Quant aux critères d’application relatifs aux injonctions interlocutoires7, la CAF conclut essentiellement que l’intimé ne pouvant se prévaloir du moyen de défense fondé sur l’alinéa 2.4(1)b) de la LDA, la Cour ne pouvait considérer sérieusement qu’il ne contrevenait pas à l’article 27 de la même loi en l’espèce. Partant, il va de soi que les appelantes subiraient un préjudice irréparable si l’injonction n’était pas rendue. 

En ce qui concerne les moyens financiers de l’intimé, la CAF note que l’intimé a utilisé plusieurs mécanismes pour cacher son identité dans Internet et qu’il a utilisé des comptes bancaires et des entités commerciales à l’étranger. De plus, il est pratiquement impossible de découvrir les destinataires des dons que les utilisateurs sont invités à faire sur le site Web de l’intimé. Dans ces circonstances et en l’absence d’autres preuves, il est impossible de connaître les véritables moyens financiers de l’intimé. Même si on devait croire l’intimé sur parole, ça ne saurait être suffisant en soi, car cela reviendrait à n’accorder d’injonction interlocutoire que si la partie visée a les moyens de se défendre.

Commentaires

Cette décision est rassurante dans un contexte où le piratage est un problème croissant. En janvier 2018, Franc-Jeu Canada (FJC) — une coalition composée de plus de 25 organisations de tous les secteurs de l’industrie du cinéma, de la télévision, de la radio, du divertissement sportif et de la musique au Canada — a d’ailleurs demandé la création d’une agence indépendante spécialisée dont la mission serait d’identifier les sites de piratage flagrants. Selon FJC, le CRTC pourrait ensuite exiger que les fournisseurs de service Internet en bloquent l’accès au Canada, le tout sous la surveillance de la Cour d’appel fédérale. Si certains voient dans cette proposition une façon de moderniser les outils de lutte contre le piratage, d’autres estiment que de telles mesures iraient trop loin et comporteraient un risque de dérive trop important pour la neutralité du Net. À cela, FJC répond que la notion de neutralité du Net signifie la libre circulation des contenus légaux, mais ne saurait être invoquée pour défendre les sites illégaux. Malgré tout, certains soulignent qu’un site Web peut être réactivé sous une autre forme et une nouvelle adresse Web. À cet égard, les outils existants — comme l’injonction et l’ordonnance Anton Piller — garderont toute leur pertinence. En effet, comme l’exemple de TVAddons le démontre, ces outils sont efficaces pour forcer la désactivation intégrale d’un site Web illicite opéré au Canada et pour mettre en place des mesures permettant de réduire significativement la possibilité qu’il ne soit réactivé ailleurs.
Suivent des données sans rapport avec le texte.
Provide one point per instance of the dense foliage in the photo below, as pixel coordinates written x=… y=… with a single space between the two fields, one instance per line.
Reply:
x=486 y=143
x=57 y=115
1 Bell Canada c. Lackman, 2018 CAF 42 (Lackman)
2 Établis par la Cour suprême du Canada dans les arrêts Celanese Canada Inc. c. Murray Demolition Corp., 2006 CSC 36 et Colombie-Britannique (Procureur général) c. Malik, 2011 CSC 18.
3 Lackman, paragr. 20 à 22.
4 Voir Société canadienne des auteurs, compositeurs et éditeurs de musique c. Assoc. canadienne des fournisseurs Internet, 2004 CSC 45 (SOCAN).
5 Lackman, paragr. 29 à 33.
6 Lackman, paragr. 38.
7 Énoncés dans les arrêts Manitoba (P.G.) c. Metropolitan Stores Ltd., [1987] 1 R.C.S. 110, et RJR — MacDonald Inc. c. Canada (Procureur général), [1994] 1 R.C.S. 311.